August 21, 2006
Dear Sackler Students,
Welcome to NYU! You are fortunate to have entered graduate school during an extraordinary period in the history of biomedical research. Never before has there been so much potential for discoveries made at the basic research bench to be fruitfully translated to the diagnosis, treatment, and prevention of human disease. As the largest basic science department at the NYU School of Medicine, the Department of Pathology provides primary appointments to more than 80 full-time clinical and basic science faculty, is home to a long-standing and thriving Graduate Program in Molecular Oncology and Immunology, and has a long tradition as a forum for interaction among diverse trainees (graduate students, medical students, residents, clinical fellows, and postdoctoral fellows) that dates back to the days when Lewis Thomas held the Chair.
The reorganization of the research side of the department into an Immunology Program, a Molecular Oncology Program, and a new Experimental Pathology Program allowed us to formulate an exciting new graduate program in Pathobiology and provides a necessary infrastructure for both continuing this graduate program and fostering translational research in the coming years. The Dpartment's two graduate programs (Immunology and Mol Onc are considered one program from the educational perspective) are designed to provide students opportunities for the usual in-depth graduate training while also providing the means to ensure broad scientific education.
The Graduate Program in Molecular Oncology and Immunology is a long-standing, thriving program that takes advantage of our Department's and School's superb history in both areas of research. (Click on the Molecular Oncology and Immunology links to the left to get more information about the faculty, their research interests, and typical MOI curricula.) Our new program in Pathobiology is designed with a different student in mind, and so we will explain a bit more about the program here.

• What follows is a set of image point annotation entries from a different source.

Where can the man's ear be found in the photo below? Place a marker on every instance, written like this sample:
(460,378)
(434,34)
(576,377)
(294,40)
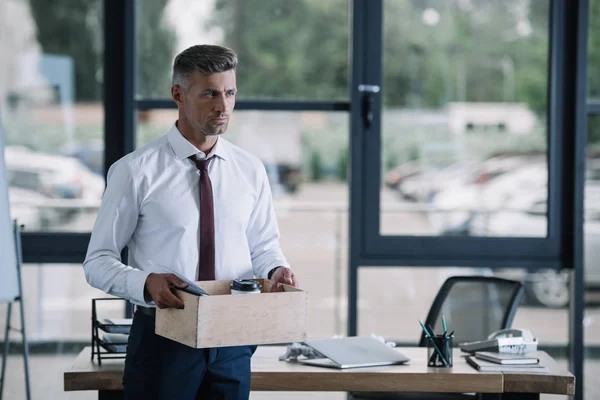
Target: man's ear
(177,94)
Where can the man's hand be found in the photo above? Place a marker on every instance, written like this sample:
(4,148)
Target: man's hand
(283,275)
(158,286)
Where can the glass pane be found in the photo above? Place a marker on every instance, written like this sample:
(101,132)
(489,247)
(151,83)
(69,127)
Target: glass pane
(591,249)
(594,50)
(305,154)
(52,113)
(464,118)
(391,301)
(292,50)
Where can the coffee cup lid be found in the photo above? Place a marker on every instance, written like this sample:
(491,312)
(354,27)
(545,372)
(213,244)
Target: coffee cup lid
(245,285)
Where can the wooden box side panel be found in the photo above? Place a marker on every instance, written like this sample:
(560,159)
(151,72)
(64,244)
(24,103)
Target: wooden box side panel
(252,319)
(179,325)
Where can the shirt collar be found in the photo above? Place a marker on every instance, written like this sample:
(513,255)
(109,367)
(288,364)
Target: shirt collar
(184,149)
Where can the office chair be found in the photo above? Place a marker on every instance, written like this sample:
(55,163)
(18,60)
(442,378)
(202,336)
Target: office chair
(474,307)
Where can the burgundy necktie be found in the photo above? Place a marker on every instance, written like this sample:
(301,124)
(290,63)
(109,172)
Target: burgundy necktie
(206,272)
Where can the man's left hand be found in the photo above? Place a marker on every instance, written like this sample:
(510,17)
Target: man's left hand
(283,275)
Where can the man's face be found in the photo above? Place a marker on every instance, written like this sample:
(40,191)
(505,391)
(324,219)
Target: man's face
(208,101)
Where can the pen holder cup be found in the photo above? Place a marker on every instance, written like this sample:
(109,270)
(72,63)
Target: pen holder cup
(439,351)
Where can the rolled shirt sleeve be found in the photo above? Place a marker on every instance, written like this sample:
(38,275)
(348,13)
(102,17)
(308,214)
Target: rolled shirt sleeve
(263,232)
(114,226)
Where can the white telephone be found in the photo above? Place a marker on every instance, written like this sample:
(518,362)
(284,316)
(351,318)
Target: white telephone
(513,341)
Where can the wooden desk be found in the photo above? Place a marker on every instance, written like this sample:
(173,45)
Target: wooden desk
(270,374)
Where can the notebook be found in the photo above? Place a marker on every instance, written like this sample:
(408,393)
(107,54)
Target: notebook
(353,352)
(486,366)
(507,359)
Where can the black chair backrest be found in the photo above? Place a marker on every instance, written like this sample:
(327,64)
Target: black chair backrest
(474,307)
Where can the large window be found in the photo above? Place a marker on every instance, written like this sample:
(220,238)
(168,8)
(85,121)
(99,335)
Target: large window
(288,50)
(464,136)
(594,51)
(52,114)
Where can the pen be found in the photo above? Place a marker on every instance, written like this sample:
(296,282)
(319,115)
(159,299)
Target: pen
(433,343)
(444,324)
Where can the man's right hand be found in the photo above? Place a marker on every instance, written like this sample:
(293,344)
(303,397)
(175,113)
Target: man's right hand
(158,287)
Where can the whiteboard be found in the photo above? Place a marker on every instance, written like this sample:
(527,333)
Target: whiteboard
(9,289)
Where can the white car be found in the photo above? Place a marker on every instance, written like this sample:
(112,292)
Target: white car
(515,205)
(56,177)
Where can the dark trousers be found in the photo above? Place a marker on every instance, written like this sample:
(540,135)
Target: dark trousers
(159,368)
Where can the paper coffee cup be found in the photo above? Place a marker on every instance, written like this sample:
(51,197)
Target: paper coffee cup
(245,286)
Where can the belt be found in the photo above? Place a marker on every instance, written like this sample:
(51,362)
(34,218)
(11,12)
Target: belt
(149,311)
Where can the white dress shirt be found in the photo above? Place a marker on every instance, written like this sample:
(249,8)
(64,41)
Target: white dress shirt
(151,205)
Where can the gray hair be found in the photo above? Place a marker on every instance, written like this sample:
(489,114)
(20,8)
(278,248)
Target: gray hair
(205,58)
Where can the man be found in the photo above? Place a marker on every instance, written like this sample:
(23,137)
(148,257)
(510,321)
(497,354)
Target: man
(191,203)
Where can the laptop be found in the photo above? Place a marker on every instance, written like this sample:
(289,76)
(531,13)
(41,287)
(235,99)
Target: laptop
(353,352)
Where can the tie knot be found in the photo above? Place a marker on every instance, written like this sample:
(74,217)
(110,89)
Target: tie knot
(202,165)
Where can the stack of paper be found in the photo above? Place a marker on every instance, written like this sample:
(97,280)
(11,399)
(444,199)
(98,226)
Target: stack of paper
(501,362)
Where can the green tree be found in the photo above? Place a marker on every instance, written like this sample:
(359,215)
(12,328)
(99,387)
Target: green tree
(74,28)
(64,27)
(155,50)
(292,49)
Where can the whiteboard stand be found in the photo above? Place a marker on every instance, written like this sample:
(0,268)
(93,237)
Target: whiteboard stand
(19,298)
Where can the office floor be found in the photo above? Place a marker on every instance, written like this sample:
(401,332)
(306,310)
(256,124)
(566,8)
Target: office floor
(46,376)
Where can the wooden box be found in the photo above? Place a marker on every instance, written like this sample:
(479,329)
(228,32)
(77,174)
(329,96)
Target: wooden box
(223,319)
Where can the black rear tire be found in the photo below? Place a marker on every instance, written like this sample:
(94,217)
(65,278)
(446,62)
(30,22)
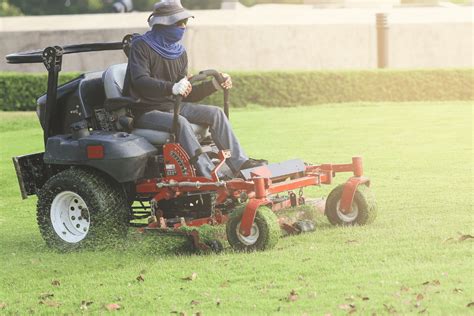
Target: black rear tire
(265,232)
(364,207)
(81,209)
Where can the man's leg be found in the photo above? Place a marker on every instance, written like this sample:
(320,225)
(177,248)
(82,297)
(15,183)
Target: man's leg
(221,130)
(163,121)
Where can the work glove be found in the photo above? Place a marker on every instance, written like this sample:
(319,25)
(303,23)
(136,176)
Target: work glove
(226,85)
(182,87)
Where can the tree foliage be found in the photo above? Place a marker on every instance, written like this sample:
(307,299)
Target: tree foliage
(7,9)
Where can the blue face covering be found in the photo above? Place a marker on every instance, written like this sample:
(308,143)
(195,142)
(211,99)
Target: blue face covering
(165,40)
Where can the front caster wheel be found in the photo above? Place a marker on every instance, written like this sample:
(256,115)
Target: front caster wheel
(264,234)
(364,207)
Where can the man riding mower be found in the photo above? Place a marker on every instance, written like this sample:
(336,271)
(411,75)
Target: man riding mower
(115,156)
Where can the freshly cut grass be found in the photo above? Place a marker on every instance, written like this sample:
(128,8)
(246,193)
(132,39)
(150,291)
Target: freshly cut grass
(416,257)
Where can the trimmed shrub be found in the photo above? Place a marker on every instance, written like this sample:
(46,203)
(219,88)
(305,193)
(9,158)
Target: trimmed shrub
(18,92)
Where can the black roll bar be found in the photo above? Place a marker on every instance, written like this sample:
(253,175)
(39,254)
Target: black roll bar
(52,58)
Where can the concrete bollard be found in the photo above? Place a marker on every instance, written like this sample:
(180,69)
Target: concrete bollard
(382,40)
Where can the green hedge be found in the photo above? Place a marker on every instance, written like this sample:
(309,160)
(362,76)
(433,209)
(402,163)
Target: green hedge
(18,92)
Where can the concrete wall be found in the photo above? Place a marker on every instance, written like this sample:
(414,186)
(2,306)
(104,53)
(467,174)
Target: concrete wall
(266,37)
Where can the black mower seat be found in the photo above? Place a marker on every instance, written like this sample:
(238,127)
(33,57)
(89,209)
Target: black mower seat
(114,78)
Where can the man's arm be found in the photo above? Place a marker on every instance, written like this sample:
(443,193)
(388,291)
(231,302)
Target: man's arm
(140,75)
(201,91)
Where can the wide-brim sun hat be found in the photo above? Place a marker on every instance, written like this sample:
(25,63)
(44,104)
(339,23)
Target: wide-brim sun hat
(168,12)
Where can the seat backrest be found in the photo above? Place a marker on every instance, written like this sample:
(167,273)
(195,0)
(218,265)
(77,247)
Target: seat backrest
(114,78)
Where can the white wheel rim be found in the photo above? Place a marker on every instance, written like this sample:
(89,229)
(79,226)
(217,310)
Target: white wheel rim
(348,217)
(250,239)
(70,217)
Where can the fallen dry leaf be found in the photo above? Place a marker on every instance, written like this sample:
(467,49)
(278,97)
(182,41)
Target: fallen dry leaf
(192,277)
(44,296)
(50,303)
(85,305)
(390,309)
(347,306)
(112,307)
(465,237)
(55,283)
(293,296)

The explosive growth of basic biological knowledge in the latter half of the 20th century has been accompanied by an equally aggressive trend toward specialization. Research that was once accomplished by generalists must now be carried out by scientists with extremely specialized training. The Pathobiology graduate program was devised to bridge the increasing divide between the bench and the bedside at both the student and faculty levels. Over the past year I have worked with some remarkably dedicated, experienced, and highly motivated Co-Directors to devise a curriculum to provide PhD students a foundation in basic medical concepts that will empower you to pursue translational research projects and lend a valuable biological perspective to those of you who choose to work on basic research topics. To this end, our program provides carefully selected, relevant medical knowledge interwoven with a modern molecular biology graduate curriculum. Importantly, the program will also prepare you to work with clinical collaborators as members of research teams, and it will foster interactions between clinicians and scientists who historically have had little formal opportunity to traverse the boundaries between clinic and lab. These interactions will have you, as graduate students, as their centerpiece, and we believe this will tremendously enrich your education.
Our overarching philosophy is simple: we believe that understanding the pathologic basis of disease is of fundamental importance in training the next generation of biomedical scientists, whether you work on basic biological problems or in translational areas.

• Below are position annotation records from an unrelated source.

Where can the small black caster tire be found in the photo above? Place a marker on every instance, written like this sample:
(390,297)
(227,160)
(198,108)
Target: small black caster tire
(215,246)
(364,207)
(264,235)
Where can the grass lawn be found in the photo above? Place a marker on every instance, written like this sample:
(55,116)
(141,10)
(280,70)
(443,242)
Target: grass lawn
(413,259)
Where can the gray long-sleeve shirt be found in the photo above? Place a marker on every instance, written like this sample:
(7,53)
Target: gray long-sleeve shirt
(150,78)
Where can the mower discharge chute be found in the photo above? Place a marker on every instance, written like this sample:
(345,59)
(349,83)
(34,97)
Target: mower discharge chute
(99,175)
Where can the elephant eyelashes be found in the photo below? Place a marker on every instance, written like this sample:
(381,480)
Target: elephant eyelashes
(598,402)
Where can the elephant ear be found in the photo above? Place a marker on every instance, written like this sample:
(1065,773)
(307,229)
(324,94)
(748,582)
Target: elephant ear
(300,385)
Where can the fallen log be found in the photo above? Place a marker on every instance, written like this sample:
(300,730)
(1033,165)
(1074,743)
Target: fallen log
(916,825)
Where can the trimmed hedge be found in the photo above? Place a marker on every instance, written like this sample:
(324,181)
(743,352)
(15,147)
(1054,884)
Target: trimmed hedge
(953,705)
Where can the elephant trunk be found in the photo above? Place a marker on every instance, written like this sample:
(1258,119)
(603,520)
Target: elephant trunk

Pathobiology will promote this understanding through:
1) a new pathobiology curriculum carefully designed to present an integrated view of pathogenesis at the molecular, cellular, tissue, organ system, and organismal levels;
2) targeted clinical experiences guided by practicing pathologists and research-oriented physicians; and
3) co-mentorship of dissertation projects by a relevant clinician as well as the studentŐs principal advisor.
Pathobiology courses will be open to residents, fellows, MD/PhD students and other graduate students in addition to Pathobiology students, further enriching the intellectual environment. The clinical rotations and co-mentoring will train you in a collaborative, team-oriented research setting that will help prepare them for what we believe will become a dominant paradigm in biological research over the next decade.
We are excited to be bringing you this new program, designed to take full advantage of the fact that your Graduate School is located in the heart of a great academic medical center. We are confident that our curriculum will tremendously enhance your training as the next generation of biomedical researchers.